Usai Taliban Berkuasa, Warga Afghanistan Khawatirkan Jejak Digital Digunakan Untuk Melacaknya

- 20 Agustus 2021, 23:01 WIB
Seorang anggota Taliban berdiri di depan Kementerian Dalam Negeri di Kabul, Afghanistan.
Seorang anggota Taliban berdiri di depan Kementerian Dalam Negeri di Kabul, Afghanistan. /REUTERS/Stringer.


GALAMEDIA - Kekhawatiran tentang data sensitif yang jatuh ke tangan Taliban setelah mereka menguasai Afghanistan telah menghidupkan kembali perdebatan di kalangan pakar keamanan terkait etika pengumpulan data oleh badan-badan bantuan dan institusi multilateral.

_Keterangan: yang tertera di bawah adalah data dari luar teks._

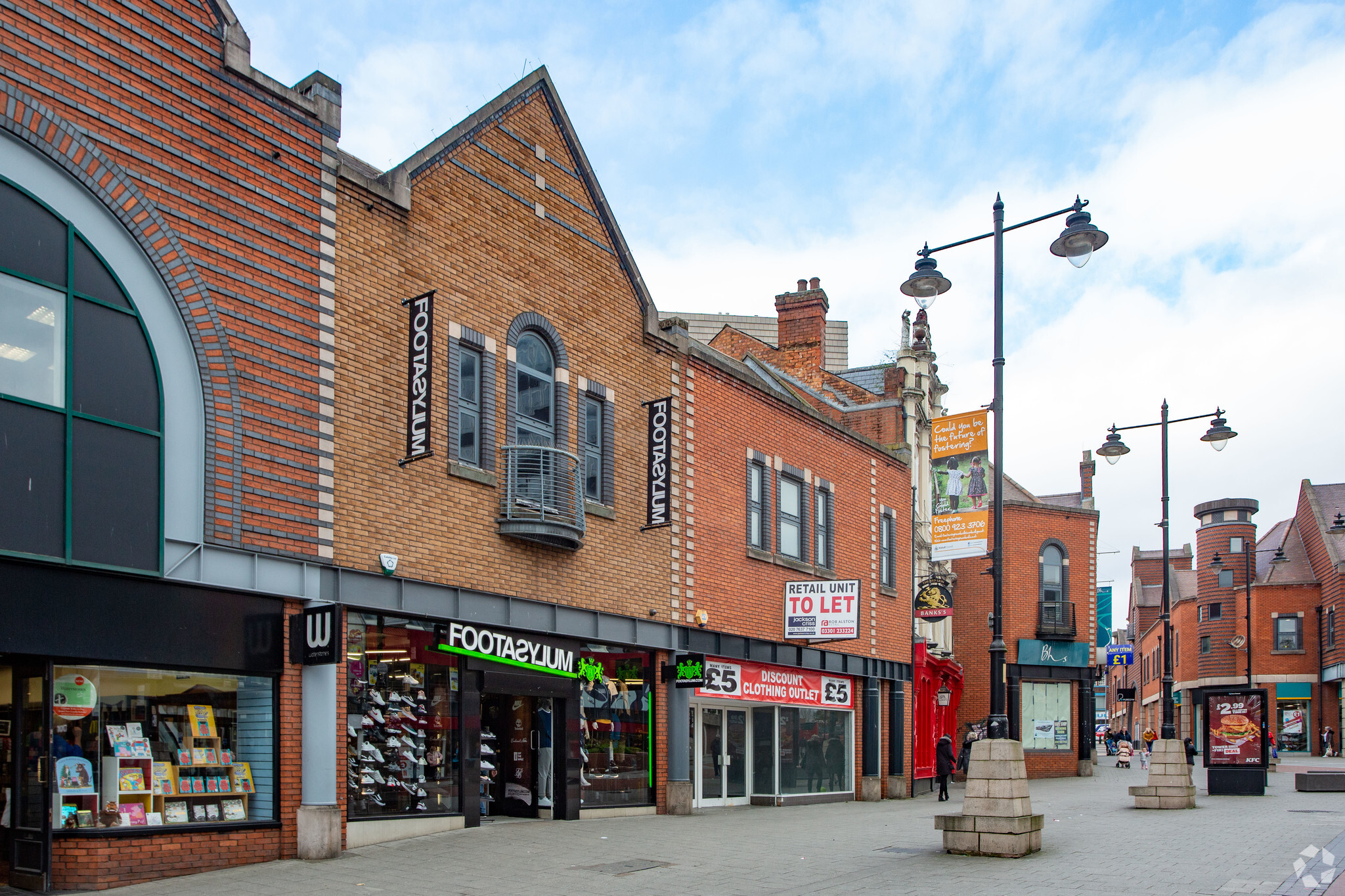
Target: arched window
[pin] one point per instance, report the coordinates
(536, 391)
(79, 400)
(1052, 575)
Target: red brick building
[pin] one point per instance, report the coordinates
(1292, 603)
(167, 227)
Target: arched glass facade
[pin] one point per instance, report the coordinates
(81, 408)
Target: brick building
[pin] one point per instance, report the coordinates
(1292, 603)
(1049, 606)
(165, 413)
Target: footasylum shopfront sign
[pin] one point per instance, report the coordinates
(508, 648)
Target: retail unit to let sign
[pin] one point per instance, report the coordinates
(1235, 727)
(822, 610)
(962, 482)
(741, 680)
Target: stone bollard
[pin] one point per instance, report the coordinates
(1169, 779)
(997, 812)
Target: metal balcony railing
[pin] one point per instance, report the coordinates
(1056, 620)
(541, 498)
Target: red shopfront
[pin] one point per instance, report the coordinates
(771, 735)
(938, 691)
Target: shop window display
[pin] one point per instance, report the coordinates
(615, 723)
(137, 747)
(403, 720)
(814, 752)
(1046, 715)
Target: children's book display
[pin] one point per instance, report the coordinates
(146, 792)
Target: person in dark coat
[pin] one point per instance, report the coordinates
(944, 763)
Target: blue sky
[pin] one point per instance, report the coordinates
(747, 144)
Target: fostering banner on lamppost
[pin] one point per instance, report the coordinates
(420, 352)
(961, 477)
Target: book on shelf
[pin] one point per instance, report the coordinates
(132, 815)
(131, 779)
(201, 720)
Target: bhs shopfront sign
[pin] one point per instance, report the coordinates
(775, 684)
(822, 610)
(509, 649)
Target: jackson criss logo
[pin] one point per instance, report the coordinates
(690, 670)
(591, 670)
(420, 349)
(1325, 867)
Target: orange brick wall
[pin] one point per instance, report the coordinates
(1026, 528)
(491, 258)
(219, 181)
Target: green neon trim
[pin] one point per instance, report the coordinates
(505, 660)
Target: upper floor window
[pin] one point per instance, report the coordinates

Ketika kelompok itu menduduki Ibu Kota Kabul pada Minggu, 15 Agustus 2021, penduduk menjadi resah jika data biometrik mereka yang dikelola badan-badan bantuan dan pasukan keamanan bisa digunakan untuk melacak dan mengincar mereka.

Para ahli privasi telah lama memperingatkan bahwa pengumpulan data biometrik oleh Perserikatan Bangsa-Bangsa (PBB) dan badan-badan pembangunan, dan pemberian kartu identitas digital telah memperbesar risiko bagi para pengungsi dan kelompok rentan lainnya.

"Tidak cukup perhatian diberikan oleh badan-badan bantuan pembangunan dan multilateral untuk memahami konteks secara lokal --siapa yang dapat menggunakan data itu, dan jika data itu bisa digunakan untuk mempertahankan ketidaksetaraan dan diskriminasi," kata Raman Jit Singh Chima dari kelompok hak asasi digital Access Now.

Baca Juga: Puji-puji Pemikiran Anis Matta, Rocky Gerung: Dulu Dikenal Radikal, Lho Kok Jadi Lain! Orang Jadi Kaget

"Dalam kasus Afghanistan, ini sangat mengejutkan, karena badan-badan tersebut tahu riwayat masalah di negara itu, dan harusnya bersiap untuk skenario terburuk dengan mengambil pelajaran di Myanmar dan tempat lain," kata Chima.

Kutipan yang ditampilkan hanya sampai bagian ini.